Matt Cab:僕が10代の頃はまだSpotifyがなく、その頃はあまりお金を持っていなかったのでアルバムを買う時はどのCDを買うかすごく悩んだ記憶があります。でも、今はSpotifyのおかげでそういうこともなくなり、みんなが自由に色々な音楽を吸収できるようになったことは大きいと思いますね。

 その影響もあって、最近だと10代~20代の若いアーティストがセッション時に20年前の曲を参考曲として提出してくることも少なくありません。そういった昔の曲から若い世代が音楽のことをしっかりと学べる環境が整っているのはすごく良いことだと思っています。また、近年は海外でも日本のシティポップが人気になっていますが、ストリーミングがなかったらそういう音楽にすぐにアクセスできないので、今のような状況にはなっていないと思いますね。

 それと機能面では自分が好きな曲やプレイリストをすぐにSNSでシェアできるところが気に入っています。特にプレイリストは、そこで聴いた自分の知らない曲が気に入ったらそのアーティストを調べたりもしますし、それをシェアすることで音楽を通じて会話ができる感じがあるというか、音楽の好みが広がっていくところが良いですね。

海外と日本とのブリッジをもっと作っていきたい

Matt Cab(写真=西村満)

ーーこれまではプロデューサーやソングライターは、アーティストに比べて注目される機会が少なかったと思います。

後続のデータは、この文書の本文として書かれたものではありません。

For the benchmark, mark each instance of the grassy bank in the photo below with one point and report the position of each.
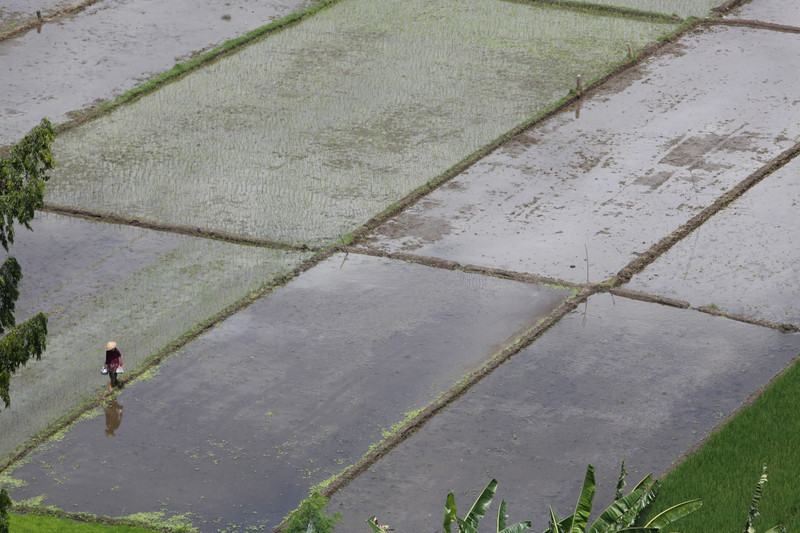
(50, 524)
(725, 470)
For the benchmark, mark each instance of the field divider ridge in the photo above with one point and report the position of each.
(605, 10)
(447, 264)
(97, 399)
(410, 426)
(193, 231)
(81, 116)
(783, 328)
(646, 258)
(754, 24)
(590, 88)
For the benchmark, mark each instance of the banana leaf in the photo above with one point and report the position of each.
(554, 524)
(449, 512)
(584, 506)
(608, 521)
(481, 505)
(502, 516)
(675, 512)
(466, 527)
(517, 528)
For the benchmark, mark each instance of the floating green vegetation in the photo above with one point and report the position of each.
(160, 520)
(144, 306)
(682, 8)
(305, 135)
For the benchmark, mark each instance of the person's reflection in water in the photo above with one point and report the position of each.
(113, 417)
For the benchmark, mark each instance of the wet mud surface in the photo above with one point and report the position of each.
(682, 8)
(240, 423)
(16, 12)
(785, 12)
(620, 379)
(98, 282)
(743, 259)
(303, 136)
(111, 47)
(649, 150)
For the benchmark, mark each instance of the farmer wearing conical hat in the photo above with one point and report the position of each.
(113, 363)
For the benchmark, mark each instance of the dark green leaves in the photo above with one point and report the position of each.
(22, 179)
(27, 340)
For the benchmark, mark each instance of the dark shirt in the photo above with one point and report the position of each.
(112, 356)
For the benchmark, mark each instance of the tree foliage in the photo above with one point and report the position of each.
(23, 174)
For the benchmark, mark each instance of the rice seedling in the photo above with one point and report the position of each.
(305, 135)
(144, 305)
(682, 8)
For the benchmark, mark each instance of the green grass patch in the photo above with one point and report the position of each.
(50, 524)
(305, 135)
(143, 288)
(725, 470)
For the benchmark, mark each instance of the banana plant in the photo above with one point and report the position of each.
(754, 512)
(469, 524)
(620, 516)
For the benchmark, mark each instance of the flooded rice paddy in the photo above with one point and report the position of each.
(613, 176)
(742, 261)
(681, 8)
(785, 12)
(98, 282)
(287, 392)
(16, 12)
(236, 426)
(307, 134)
(614, 379)
(109, 48)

最近では『Works』のようなプレイリストが公開されるなど全体の雰囲気は以前よりも改善されてきましたが、このような状況をどう捉えていますか?

Matt Cab:昔はアルバムのライナーノーツを見て、どんなプロデューサーが参加しているかなどを調べていましたが、『Works』のようなプレイリストの登場やストリーミングサービス上での楽曲クレジット表示などのおかげでより簡単に情報にアクセスできるようになったと思います。それと曲を提供する側としては、アーティストのファンに「このプロデューサーやソングライターが参加していたからこういうサウンドになった」ということが伝わりやすくなったのもありがたいです。

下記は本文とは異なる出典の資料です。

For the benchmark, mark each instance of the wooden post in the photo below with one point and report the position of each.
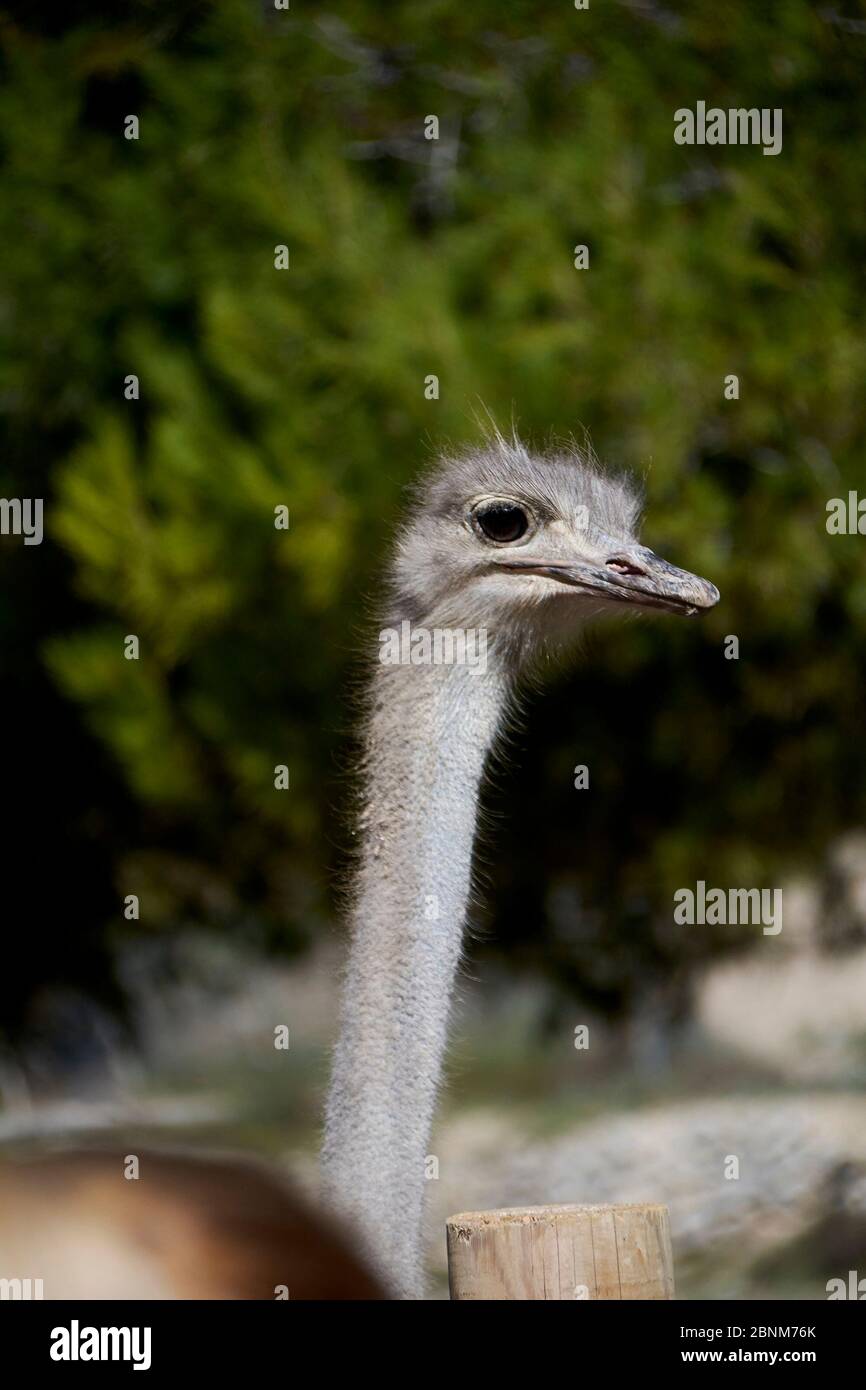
(584, 1253)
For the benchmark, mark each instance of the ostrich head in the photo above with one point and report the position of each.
(526, 549)
(530, 546)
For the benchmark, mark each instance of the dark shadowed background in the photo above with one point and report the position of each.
(306, 388)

 また最近のアメリカでは、プロデューサーやソングライターにも注目が集まる機会が増えましたが、そういった環境をもっと日本に広げていきたいと思って、今年始めたのが「UBER BEATS」というプロジェクトです。このプロジェクトでは、僕が用意したサンプルとアカペラをいろいろなプロデューサーたちに送って、新たにビートを作ってもらうのですが、これを通じて参加してくれたプロデューサーたちにも注目が集まるようになれば嬉しいです。

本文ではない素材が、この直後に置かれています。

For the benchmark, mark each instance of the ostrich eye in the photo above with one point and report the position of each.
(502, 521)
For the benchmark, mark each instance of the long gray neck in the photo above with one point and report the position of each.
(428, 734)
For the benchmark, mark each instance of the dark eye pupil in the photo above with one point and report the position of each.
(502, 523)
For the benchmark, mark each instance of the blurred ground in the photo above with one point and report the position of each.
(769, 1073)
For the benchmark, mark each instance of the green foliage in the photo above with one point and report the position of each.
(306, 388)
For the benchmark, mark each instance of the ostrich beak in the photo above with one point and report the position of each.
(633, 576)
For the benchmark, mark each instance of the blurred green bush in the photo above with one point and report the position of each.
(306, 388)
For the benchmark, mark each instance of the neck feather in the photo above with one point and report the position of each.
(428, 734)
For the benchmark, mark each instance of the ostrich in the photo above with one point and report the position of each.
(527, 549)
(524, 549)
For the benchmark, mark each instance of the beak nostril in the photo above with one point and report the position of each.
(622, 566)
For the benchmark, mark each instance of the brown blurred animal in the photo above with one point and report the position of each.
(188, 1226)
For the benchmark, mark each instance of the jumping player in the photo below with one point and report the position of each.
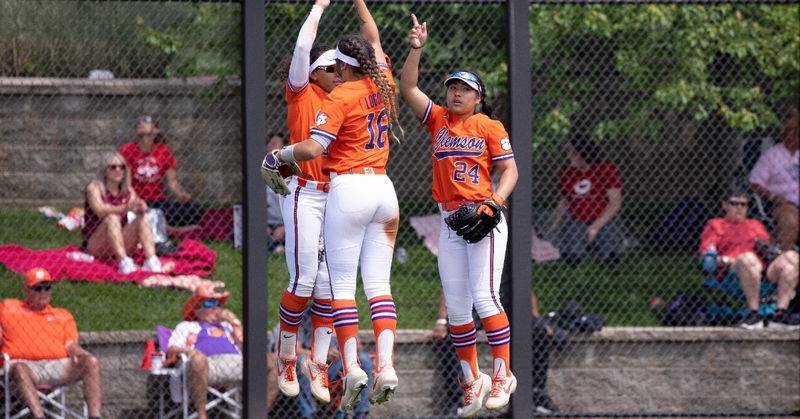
(464, 146)
(362, 213)
(310, 76)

4人の音楽プロデューサーが同じネタで料理する「UBER BEATS」EPISODE 1

ーー最後にマットさんの今後の展望を教えてもらえますか?

Matt Cab:イノベーションというか、音楽でこれまでなかった新しいアイデアを生み出してみたいです。そのために音楽をツールとして使いながら、他のコラボレーターとたくさんセッションする。そうすればオリジナルなものが生まれる気がします。

 あとは今はコロナ禍が落ち着き出している気がするので、今後は海外と日本とのブリッジをもっと作っていきたいです。それで音楽を通じていろいろな人と会話ができるようになればみんなが成長できると思うし、僕はそのためのコミュニケーションを繋ぐハブになりたいです。